Study aims were to examine longitudinal effects of gender minority stressors on substance use among GM adolescents and to identify related risk and protective factors for intervention efforts. Notably, some risk and protective factors are relevant for all adolescents (depressive/anxious symptoms, resilience, family functioning, social support) and some risk and protective factors are relevant specifically for GM adolescents (internalized transphobia, gender-related pride, gender-related community connectedness). Thus, this study aimed to examine how risk and protective factors relevant to all adolescents specifically operate in GM adolescents related to their substance use, as well as examining some GM-specific risk and protective factors. We hypothesized that: H1) greater exposure to gender minority stressors would be longitudinally associated with greater substance use over time among GM adolescents, H2) risk factors (internalized transphobia, depressive/anxious symptoms) would mediate longitudinal associations between gender minority stressors and substance use, and H3) protective factors (mediators: resilience, gender-related pride; moderators: family functioning, social support, gender-related community connectedness) would either mediate or moderate (depending on the specific factor) longitudinal associations between gender minority stressors and substance use among GM adolescents.

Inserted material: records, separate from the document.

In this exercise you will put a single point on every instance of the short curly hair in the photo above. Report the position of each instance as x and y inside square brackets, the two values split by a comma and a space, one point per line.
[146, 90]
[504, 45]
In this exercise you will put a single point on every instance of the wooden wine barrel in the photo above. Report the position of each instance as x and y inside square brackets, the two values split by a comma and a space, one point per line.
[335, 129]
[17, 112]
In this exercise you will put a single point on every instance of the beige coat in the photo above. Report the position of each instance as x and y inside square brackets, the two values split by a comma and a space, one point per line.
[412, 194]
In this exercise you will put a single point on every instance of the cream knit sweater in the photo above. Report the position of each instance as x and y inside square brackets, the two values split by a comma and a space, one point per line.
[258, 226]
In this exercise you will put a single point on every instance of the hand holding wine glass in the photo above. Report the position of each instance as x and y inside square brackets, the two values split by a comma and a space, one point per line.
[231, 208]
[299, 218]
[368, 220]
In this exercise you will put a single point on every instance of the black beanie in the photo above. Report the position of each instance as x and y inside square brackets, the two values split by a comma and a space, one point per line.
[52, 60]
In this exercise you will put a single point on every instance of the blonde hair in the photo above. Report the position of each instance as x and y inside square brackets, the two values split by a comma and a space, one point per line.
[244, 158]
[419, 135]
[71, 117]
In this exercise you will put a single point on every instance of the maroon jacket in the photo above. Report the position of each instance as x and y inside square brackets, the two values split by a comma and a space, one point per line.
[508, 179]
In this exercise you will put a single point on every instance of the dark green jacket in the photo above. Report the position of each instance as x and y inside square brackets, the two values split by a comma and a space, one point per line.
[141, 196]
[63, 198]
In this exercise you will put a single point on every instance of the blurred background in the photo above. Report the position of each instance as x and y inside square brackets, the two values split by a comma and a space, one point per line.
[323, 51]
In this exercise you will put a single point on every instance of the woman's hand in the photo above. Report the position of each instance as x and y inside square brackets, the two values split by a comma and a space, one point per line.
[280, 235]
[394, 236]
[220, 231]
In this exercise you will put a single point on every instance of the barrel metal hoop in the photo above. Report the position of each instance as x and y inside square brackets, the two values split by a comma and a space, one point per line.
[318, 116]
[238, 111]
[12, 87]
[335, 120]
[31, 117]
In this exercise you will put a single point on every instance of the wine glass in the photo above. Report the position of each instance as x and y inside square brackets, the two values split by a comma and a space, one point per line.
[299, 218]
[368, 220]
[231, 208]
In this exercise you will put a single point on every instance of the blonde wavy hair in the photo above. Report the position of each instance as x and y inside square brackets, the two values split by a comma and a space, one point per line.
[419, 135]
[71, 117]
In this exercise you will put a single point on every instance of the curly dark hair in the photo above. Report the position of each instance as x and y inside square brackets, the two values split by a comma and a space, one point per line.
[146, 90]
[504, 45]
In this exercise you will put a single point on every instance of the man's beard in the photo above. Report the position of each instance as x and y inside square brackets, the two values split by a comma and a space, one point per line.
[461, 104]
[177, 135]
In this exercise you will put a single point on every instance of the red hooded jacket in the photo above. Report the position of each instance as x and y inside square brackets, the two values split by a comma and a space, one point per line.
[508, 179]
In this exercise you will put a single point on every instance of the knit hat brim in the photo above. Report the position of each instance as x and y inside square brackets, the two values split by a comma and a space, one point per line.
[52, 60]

Participants were 33 GM adolescents, ages 13–17 years (at Wave 1), from the longitudinal Trans Teen and Family Narratives (TTFN) Project. Participants were included in this analysis if they completed the relevant measures at Wave 1 and at least one additional wave (analytic N = 30). Participants identified as trans feminine (n = 11), trans masculine (n = 15), and nonbinary assigned female (n = 4). Most participants identified their race/ethnicity as White (73%) or Hispanic/Latinx (13%). See Table 1 for other sample characteristics.
Participants completed an online survey at five waves, every six months across two years (December 2015 to March 2019). Surveys were completed following a qualitative interview at the participants’ home, at the researchers’ offices, or via video conference for participants who lived beyond a 2.5-hour driving radius from researcher offices. GM adolescents participated in the study with 1–2 caregivers and a sibling. Survey data from GM adolescents only were analyzed for the current study. Prior to completing the interview and survey, each participant gave written informed assent or consent. Surveys were administered by researchers who were LGBTQ-identified or allies. Following study participation, each participant received a $20 gift card and a list of resources tailored for GM adolescents and their families. A comprehensive safety plan was used to follow-up with participants who reported intention to harm themselves or others in the interview or psychological distress on the survey (score of ≥11 on the CES-D) and connect them to mental health screening and resources. This study was approved by the Boston Children’s Hospital Institutional Review Board.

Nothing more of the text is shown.